Als er talen uitsterven, gaat voor altijd de mogelijkheid verloren om de diversiteit en variabiliteit van het cognitieve systeem en het brein te onderzoeken. Sommige onderzoekers moesten hun onderzoeksreis uitstellen. Die zitten nu thuis literatuuronderzoek te doen. Maar op een gegeven moment heb je al die literatuur die relevant is wel gelezen…’
Drie maanden vertraging
Schiller gaat ervan uit dat het onderzoek minimaal drie maanden vertraging gaat oplopen. Hij hoopt dat promovendi die tijd kunnen inhalen. ‘Dat is beter dan te besluiten dat promoveren met één artikel minder ook kan, want dat zal deze promovendi in de latere competitie om onderzoeksgeld en functies benadelen.’
Van het thuiswerken ziet Schiller ook wel het voordeel: ‘Ik word minder afgeleid en ik heb al twee artikelen kunnen afronden waar ik eerder niet aan toe kwam. Maar ik mis ook mijn collega’s en de studenten. Met videoconferenties heb ik het nu wel een beetje gehad. Soms heb ik er vijf of zes op een dag, en het is minder efficiënt dan elkaar in natura te spreken.’

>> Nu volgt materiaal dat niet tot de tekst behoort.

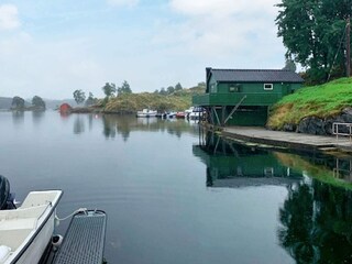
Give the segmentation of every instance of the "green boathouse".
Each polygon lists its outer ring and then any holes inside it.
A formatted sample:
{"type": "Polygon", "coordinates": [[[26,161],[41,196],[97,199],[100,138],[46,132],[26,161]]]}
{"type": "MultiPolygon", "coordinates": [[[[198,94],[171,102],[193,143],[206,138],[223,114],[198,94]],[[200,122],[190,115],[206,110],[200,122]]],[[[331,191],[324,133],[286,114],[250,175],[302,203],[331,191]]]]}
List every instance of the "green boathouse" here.
{"type": "Polygon", "coordinates": [[[304,79],[284,69],[207,68],[206,94],[193,97],[210,124],[265,125],[268,107],[295,92],[304,79]]]}

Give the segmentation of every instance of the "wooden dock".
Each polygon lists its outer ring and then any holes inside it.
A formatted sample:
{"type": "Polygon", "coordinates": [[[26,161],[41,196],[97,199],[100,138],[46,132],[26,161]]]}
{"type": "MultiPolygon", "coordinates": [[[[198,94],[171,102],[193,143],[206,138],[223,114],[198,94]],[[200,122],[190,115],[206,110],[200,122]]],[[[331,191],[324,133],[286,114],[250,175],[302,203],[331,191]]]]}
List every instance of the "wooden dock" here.
{"type": "Polygon", "coordinates": [[[76,213],[53,264],[101,264],[107,216],[100,210],[76,213]]]}
{"type": "Polygon", "coordinates": [[[305,152],[352,152],[352,143],[348,138],[301,134],[294,132],[271,131],[257,127],[229,127],[221,132],[223,136],[305,152]]]}

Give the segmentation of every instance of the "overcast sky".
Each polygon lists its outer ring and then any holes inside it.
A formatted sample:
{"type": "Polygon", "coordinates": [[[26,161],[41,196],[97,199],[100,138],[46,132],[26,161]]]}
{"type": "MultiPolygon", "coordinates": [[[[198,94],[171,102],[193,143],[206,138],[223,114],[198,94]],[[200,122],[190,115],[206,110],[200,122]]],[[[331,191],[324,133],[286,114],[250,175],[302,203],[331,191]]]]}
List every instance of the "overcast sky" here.
{"type": "Polygon", "coordinates": [[[283,68],[279,0],[0,0],[0,97],[191,87],[205,68],[283,68]]]}

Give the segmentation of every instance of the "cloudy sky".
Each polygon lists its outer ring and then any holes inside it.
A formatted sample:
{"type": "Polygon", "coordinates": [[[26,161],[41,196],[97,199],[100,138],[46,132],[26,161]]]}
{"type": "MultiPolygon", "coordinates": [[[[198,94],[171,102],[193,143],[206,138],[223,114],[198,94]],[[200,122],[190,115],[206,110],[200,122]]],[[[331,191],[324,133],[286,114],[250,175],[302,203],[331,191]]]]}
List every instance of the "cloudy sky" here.
{"type": "Polygon", "coordinates": [[[282,68],[279,0],[0,0],[0,97],[102,97],[205,80],[205,68],[282,68]]]}

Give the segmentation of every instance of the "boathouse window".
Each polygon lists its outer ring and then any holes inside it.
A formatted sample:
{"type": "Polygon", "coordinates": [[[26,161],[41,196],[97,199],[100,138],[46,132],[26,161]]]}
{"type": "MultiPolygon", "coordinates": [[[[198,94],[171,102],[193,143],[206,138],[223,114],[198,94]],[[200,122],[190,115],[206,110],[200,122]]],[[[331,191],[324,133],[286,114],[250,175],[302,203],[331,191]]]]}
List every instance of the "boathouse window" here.
{"type": "Polygon", "coordinates": [[[264,84],[264,90],[273,90],[273,84],[264,84]]]}
{"type": "Polygon", "coordinates": [[[217,92],[217,86],[215,84],[210,85],[210,91],[217,92]]]}
{"type": "Polygon", "coordinates": [[[241,91],[241,85],[231,85],[229,88],[230,92],[240,92],[241,91]]]}

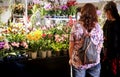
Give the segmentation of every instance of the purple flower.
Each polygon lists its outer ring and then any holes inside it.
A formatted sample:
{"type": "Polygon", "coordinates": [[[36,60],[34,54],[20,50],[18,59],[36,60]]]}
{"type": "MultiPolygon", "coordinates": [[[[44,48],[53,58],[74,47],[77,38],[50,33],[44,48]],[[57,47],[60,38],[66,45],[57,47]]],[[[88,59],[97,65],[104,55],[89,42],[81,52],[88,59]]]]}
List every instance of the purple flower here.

Eindelijk gebarentaaltolken
Victoria Nyst doet onderzoek naar gebarentalen. ‘Voor mijn onderzoek verzamelen we meestal materiaal in West-Afrika, maar voor mijn huidige project zou een van de promovendi data gaan verzamelen in de VS. Dat staat nu allemaal voor kortere of langere tijd on hold.’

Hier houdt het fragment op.